Which AI Model Should You Use

Voxjar lets you select between our base model and GPT-4 when creating or editing your scorecards.

Our base model is fine tuned to follow instructions and does so better than the standard GPT-3.5 (chatGPT) in a call scoring environment. This model is selected by default on all scorecards but can be changed by clicking the scorecard header and then selecting a model from the dropdown menu. 

select a language model for call scoring

For most cases, the Voxjar Instruct Model (our base model) will give you fantastic results. It understands context well, will reference the transcript, and follows instructions well. This combined with prompt controls and a testing loop gives you a solid starting point to automate call scoring.

There are a few cases when you might want to use GPT-4.

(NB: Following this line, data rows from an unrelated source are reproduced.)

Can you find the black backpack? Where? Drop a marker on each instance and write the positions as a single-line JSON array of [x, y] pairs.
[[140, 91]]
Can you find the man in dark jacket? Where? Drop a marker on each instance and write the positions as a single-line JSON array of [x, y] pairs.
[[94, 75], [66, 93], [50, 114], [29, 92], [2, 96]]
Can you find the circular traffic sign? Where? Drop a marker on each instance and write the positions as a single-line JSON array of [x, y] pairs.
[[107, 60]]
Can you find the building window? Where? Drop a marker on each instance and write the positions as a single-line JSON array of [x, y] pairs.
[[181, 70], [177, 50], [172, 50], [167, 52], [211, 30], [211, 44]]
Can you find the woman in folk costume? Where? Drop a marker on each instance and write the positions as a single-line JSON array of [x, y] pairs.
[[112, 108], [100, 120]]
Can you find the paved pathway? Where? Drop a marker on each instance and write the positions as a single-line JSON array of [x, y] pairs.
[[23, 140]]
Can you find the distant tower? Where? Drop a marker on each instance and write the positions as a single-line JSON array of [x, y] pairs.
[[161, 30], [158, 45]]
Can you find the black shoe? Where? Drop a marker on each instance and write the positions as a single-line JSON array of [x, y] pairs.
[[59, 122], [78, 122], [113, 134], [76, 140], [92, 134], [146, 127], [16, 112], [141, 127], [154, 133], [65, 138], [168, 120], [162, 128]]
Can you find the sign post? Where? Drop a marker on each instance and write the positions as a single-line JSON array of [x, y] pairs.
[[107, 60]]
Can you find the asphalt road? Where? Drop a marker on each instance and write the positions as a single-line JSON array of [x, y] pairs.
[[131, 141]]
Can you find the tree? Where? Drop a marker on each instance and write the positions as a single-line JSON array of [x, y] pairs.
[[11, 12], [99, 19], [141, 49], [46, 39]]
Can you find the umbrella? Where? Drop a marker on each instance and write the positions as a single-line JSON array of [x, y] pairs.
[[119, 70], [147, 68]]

(If there is another model that you would like us to add, let us know)

When to use GPT-4

GPT-4 is, by all measures, the most capable large language model as of this writing.

Because of that, you will likely get answers and reasoning based on a better understanding of your call data.

This will be especially noticeable in a handful of scenarios:

  • If your questions/answers require the AI to comprehend multiple topics
  • If your calls follow a less structured flow
  • If the AI will be scoring longer calls (30 minutes+)

It becomes pretty clear whether you need GPT-4 when you run a few tests using both models. Sometimes the difference is not noticeable, and others you'll see the difference right away.

GPT-4 Caveats

There are a couple of tradeoffs for the impressiveness of GPT-4.

GPT-4 is a premium language model and uses 2x the credits vs our base model.

GPT-4 is up to 10x slower than our base model. This is usually not an issue, but delays on testing and manually queued AI evaluations will be up to a minute slower.